Por si fuera poco, hace ya tiempo que tanto los países miembros de la Unión Europea (UE) como los países árabes han demostrado su falta de voluntad para apostar no ya por los palestinos sino tan solo por el cumplimiento de las más básicas normas del derecho internacional, por mucho que los primeros digan estar comprometidos con un sistema internacional basado en reglas y los segundos sostengan que están decididos a defender la causa palestina hasta el fin. En la práctica, los Veintisiete –a pesar de ser la UE el primer socio comercial de Israel y el primer donante a los palestinos– resultan políticamente inoperantes en la búsqueda de una solución al conflicto, mientras que ninguno de ellos se atreve a reconocer a Palestina como Estado o a hacer sentir a Israel que no todo vale. En cuanto a los gobiernos árabes, basta con recordar el proceso de normalización de relaciones con Tel Aviv, iniciada en su día por Egipto y Jordania y reforzada en el marco de los llamados Acuerdos de Abraham (que ya implican a Bahréin, Emiratos Árabes Unidos, Marruecos y Sudán, mientras Arabia Saudí y otros se acercan a ese punto) para entender que tampoco cabe esperar nada de los miembros de la Liga Árabe.

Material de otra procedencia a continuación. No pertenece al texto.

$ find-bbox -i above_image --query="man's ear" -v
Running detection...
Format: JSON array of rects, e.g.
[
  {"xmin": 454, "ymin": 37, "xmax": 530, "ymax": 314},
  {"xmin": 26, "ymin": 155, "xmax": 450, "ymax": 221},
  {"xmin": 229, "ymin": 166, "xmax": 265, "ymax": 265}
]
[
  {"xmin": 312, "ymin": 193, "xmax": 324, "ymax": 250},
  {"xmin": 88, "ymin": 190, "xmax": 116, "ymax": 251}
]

Y como resultado de todo ello Netanyahu y los suyos saben que cuentan con un amplio margen de maniobra para seguir adelante con una estrategia de hechos consumados, en la que son ellos mismos quienes deciden el ritmo y los límites de su ambición.
Es en ese contexto en el que hay que entender que, al igual que la violencia de algunos grupos palestinos no beneficia a su causa, ni las ya rutinarias operaciones de castigo ni los pogromos ejecutados por exaltados grupos de colonos contra civiles palestinos en estos últimos días son explosiones violentas de unos iluminados mesiánicos. Por el contrario, son el complemento obvio de una política gubernamental dispuesta a acelerar el proceso de dominación o, lo que es lo mismo, de aniquilación de toda esperanza para los palestinos. Unos palestinos que se mueven entre la aceptación pasiva de tantas desgracias acumuladas –incluyendo la de una Autoridad Palestina disfuncional e impotente–, la huida –tratando de buscar una alternativa vital en otros países– y la violencia contra el ocupante –reconocida en el derecho internacional como resistencia armada pero totalmente incapaz de modificar la tendencia dominante–.
Y así, sumidos en una ceguera que se alimenta de una incesante espiral de violencia recíproca, el gobierno israelí aprovecha también para seguir ampliando los ilegales asentamientos en Cisjordania –ahora con un ministro de finanzas tan notoriamente antipalestino como Bezalel Smotrich al frente–, sin que las protestas de una parte de la sociedad israelí no anestesiada tengan fuerza suficiente para detener una deriva tan inquietante. Inquietante, obviamente, para los palestinos que la sufren muy directamente; pero también para los israelíes que sigan creyendo que su sueño político no puede estar basado en la negación del de sus vecinos y en contravenir los presupuestos básicos de su propia religión y cultura, además de los que se recogen en el cuerpo doctrinal del derecho internacional.